Scan Detection • TRW (Threshold Random Walk) very effective at detecting random scanners … • … at least, at a site’s border • (we now have some enterprise traces to evaluate) • What about non-random scanning worms? • Topological, meta-server • Idea: detect anomalously high fan-out rate • But with what detection threshold? Too low and busy hosts trigger false positives. Too high and worm can fly under the radar.

Applying Sequential Hypothesis Testing to Rate-based Detection • Idea: per-host, learn its past rate of contacting new hosts • This becomes its Bayesian prior for non-infection • Hypothesize higher rate for infected hosts • As new contacts made, apply SHT to decision between infection/non-infection • Benefits: • No single fixed detection threshold • Host’s behavior somewhat integrated over multiple time scales by updates to SHT

RBS (Rate-Based Seq. Hyp. Testing) • Math based on Poisson arrivals for hosts contacting new destinations (not too bad an assumption) • Evaluated on partial enterprise traces • Proxies for topological scanners: internal security scanner, web crawlers, printer manager, service monitor • Prior for benign fan-out rate: 3.8 Hz • Preliminary: works fairly well, ≈ 1 FP/hr • Also assess hybrid, RBS+TRW • But: • FP high enough to make automatic response problematic • Topological worm can still spread very fast @ 3.8 Hz if avoids TRW’s failure detection

DNS-Based Scan Detection • Previous work: watch DNS traffic to detect random-address scanners because not preceded by name lookup • Idea (preliminary): for non-random scanning worms, use a site’s DNS server to gain insight into what can’t otherwise be seen • The hope: even if scanning activity occurs within an unmonitored subnet, for topological worms will still often be preceded by DNS lookup that is seen at DNS server • Assessed on traces from LBL’s name servers • Problem: there are a lot of hosts with significant DNS fan-out (also, surprisingly, a lot of failure to cache previous answers)

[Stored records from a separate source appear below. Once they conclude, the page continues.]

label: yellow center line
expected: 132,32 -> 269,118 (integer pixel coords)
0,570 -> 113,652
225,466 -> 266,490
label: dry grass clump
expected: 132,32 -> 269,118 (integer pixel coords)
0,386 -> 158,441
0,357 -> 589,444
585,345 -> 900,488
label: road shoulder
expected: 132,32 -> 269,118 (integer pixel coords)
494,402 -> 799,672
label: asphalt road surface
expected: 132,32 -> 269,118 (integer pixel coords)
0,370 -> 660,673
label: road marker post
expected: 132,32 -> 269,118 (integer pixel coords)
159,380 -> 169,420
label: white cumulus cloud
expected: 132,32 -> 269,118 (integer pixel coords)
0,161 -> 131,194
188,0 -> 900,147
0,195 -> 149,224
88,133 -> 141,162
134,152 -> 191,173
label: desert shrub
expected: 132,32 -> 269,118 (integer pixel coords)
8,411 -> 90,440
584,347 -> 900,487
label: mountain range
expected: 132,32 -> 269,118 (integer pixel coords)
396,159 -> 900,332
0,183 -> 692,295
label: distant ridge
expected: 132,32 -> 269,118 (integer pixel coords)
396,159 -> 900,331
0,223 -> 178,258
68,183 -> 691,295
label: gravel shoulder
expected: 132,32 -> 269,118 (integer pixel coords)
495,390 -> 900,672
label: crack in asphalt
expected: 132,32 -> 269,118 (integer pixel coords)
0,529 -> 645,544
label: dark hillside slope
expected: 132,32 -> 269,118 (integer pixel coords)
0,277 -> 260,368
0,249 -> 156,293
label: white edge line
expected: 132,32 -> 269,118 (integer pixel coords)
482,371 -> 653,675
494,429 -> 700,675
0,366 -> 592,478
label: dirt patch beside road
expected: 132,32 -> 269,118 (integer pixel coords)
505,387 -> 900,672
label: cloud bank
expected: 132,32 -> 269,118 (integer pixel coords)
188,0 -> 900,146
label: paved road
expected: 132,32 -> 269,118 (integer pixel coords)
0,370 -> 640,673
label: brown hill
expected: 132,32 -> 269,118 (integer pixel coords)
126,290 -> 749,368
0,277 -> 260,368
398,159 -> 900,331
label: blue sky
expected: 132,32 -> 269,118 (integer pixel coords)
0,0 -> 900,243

DNS-Based Scan Detection, con’t • Another idea: analyze DNS lookups to spot potential contact graphs • I.e., A looks up B which then looks up C which looks up D • Somewhat more promising, but: • Needs to work on short chains, since trouble likely grows exponentially with chain-length • Trace evaluation finds clusters of hosts that frequently look each other up. Need to distinguish these from true contact graphs (by training? by a “tell”?)

Detecting “Triggers” • Observation: many forms of successful attack/abuse manifest as incoming traffic to a host H triggers H to initiate/receive connections it otherwise wouldn’t: • “Phone home” signal on successful exploits • Also done by opening up a new port that’s probed by attackware to determine success • Incoming worm traffic triggers outgoing scanning • Incoming email/IRC triggers outgoing email/IRC • Idea: such triggers manifest as apparently unrelated connections occurring closer in time than should happen just due to chance

Detecting “Triggers”, con’t • Mathematical framework assumes that application sessions well-modeled as Poisson process. • Compute probability that two independent Poisson processes would occur as close together as observed. If low, flag as anomalous. • Requires recognizing known session structure, e.g., FTP user connection + FTP data connections … + optional ident connection. Or: SMTP in to known server (again w/ optional ident) that leads to SMTP out as it forwards it. • We codified 39 of these

Detecting “Triggers”, con’t • This works! … in terms of finding “hidden causality”, i.e., connections that are related even though not part of one of the recognized sessions. • This doesn’t work! …in terms of assuming that such hidden causality reflects abuse. • Instead, it nearly always means we’ve found a new type of (benign) application session. • Prevalence could be skewed by degree to which LBL’s traffic includes a very diverse set of applications. • We got the FP rate down to a few dozen per day; not good enough. Serves as good anomaly signal but not actionable. • We’re now thinking about recasting in terms of automatically discovering session structure.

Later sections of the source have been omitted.